Thanks very much, I'm reading through the thesis now.  It's great to have
some research to refer to and build off of, although it's daunting to know
it didn't work out that well for you.  I hope I'm not going into a dead
end!  Is there by any chance some source code available, just to read
through / test against?

On Mon, Jun 22, 2009 at 1:08 PM, Martin Mueller <mmuel...@cs.ualberta.ca>wrote:

> Hello Tom,
>
> I worked on this 15 years ago during my PhD thesis. It works very well if
> the subgames are separate, but I could not get it to work in real Go. I
> think it is doable but hard. The 3x3 probably do not have enough context to
> compute temperatures except the very late endgame, since that will depend on
> the weak blocks and groups.
>
> You might want to look at my PhD thesis on
> http://www.cs.ualberta.ca/~mmueller/publications.html#1995<http://www.cs.ualberta.ca/%7Emmueller/publications.html#1995>
>
> The topic is still of great interest for me, even though I have not worked
> on it for a while. So let me know what you find out, and if I can help.
>
> Martin
>
> Hi, I've decided to build a go program based on combinatorial game theory,
> And I'm looking for any pointers or advice that might save me trouble
> later.  I looked a little in the archives, and while there are references to
> CGT in a few places, I haven't seen any attempts to build a full engine
> around it.  I found cgsuite at http://cgsuite.sourceforge.net/, which is
> very helpful for understanding the underlying algorithms and source code.
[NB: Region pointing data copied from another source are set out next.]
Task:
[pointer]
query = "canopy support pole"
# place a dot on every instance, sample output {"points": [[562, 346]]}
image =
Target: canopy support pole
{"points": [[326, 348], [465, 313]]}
> Has anyone tried this before, and do they have some warnings or advice to
> share?  My basic plan is this:
>
> In the beginning, partition the board into hard "subgames" maybe 3x3 blocks
> or similar.  Calculate the temperature for each subgame, and play
> thermostrat as described.  I don't expect this program to play very well,
> but it should be lightning fast: at each move, only the local subgame needs
> to be re-evaluated (and perhaps adjacent subgames, since captures may run
> across the games).
>
> Once that code works, I want to start on the hard part: dynamically
> resizing the subgames based on play.  I imagine in the early game there's
> really only one game, and as midgame approaches the board slowly breaks up
> into mostly independant chunks.  I haven't worked out the details of this
> yet, but my basic idea is to start with very small subgames and merge them
> when it seems likely two games affect each other, using some heuristics
> based on shared liberties, etc.
>
> Well, that's my idea, does it sound like it my work?